LANSING – The Michigan Economic Development Corporation did not do enough to ensure that renaissance zones were creating jobs or that the businesses in them were complying with development agreements, a report from Auditor General Thomas McTavish said.

The performance audit of the Renaissance Zone Program, for the period October 1, 2008, through September 30, 2011, found that the MEDC had not created a system to evaluate the program.

Auditors estimated that $820 million in state taxes had been abated in the zones around the state, but they said the MEDC did not have enough information to support its claim that the zones had attracted 12,632 jobs and $4.5 billion in private investment since they were first created in 1997.

The MEDC also had not compiled information on the taxes abated or other costs of the program.

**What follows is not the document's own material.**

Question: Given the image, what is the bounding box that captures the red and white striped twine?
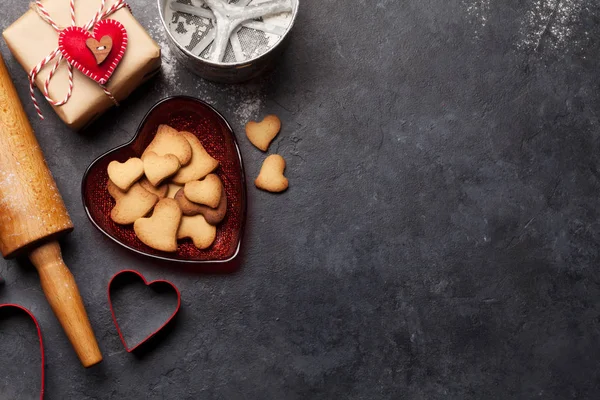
[29,0,131,119]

The agency agreed that its reporting efforts had been insufficient and said it was expanding its data collection efforts to better report job creation and investment for companies under development agreements, as well as to get voluntary reports from companies that do not have agreements.

But the MEDC disagreed with an audit finding that it was required to contract with a university to review the accuracy of its reports. Officials said the state did not provide funding for such a report.

Auditors agreed there was not money specifically appropriated for the university review, but said there was nothing to prevent the MEDC from using other funds for the purpose.

Companies not complying with their development agreements were still receiving the tax advantages because the MEDC was not ensuring they were complying, auditors said.

Where the MEDC received data from the zones, it did not verify that data, the audit said. They found five instances where employment was over-reported.

The MEDC also did not compile the data in a central location, so some compliance information had to be compiled by hand.

The agency agreed that it had not been properly tracking those out of compliance and would do so in a timelier manner. It would also report those out of compliance to a subcommittee of the Strategic Fund Board, which would decide how to address the noncompliance.

But it also noted that one company in noncompliance had repaid some of its abatement in an agreement with the Department of Treasury.

Auditors reviewed conduct by the MEDC from October 1, 2008, through September 30, 2011 – prior to the repeal of the Renaissance Zone program and mostly during the tenure of former Governor Jennifer Granholm. During that period, the MEDC had three different CEOs: James Epolito, Greg Main and Mike Finney, in place since 2011 and part of Governor Rick Snyder’s administration.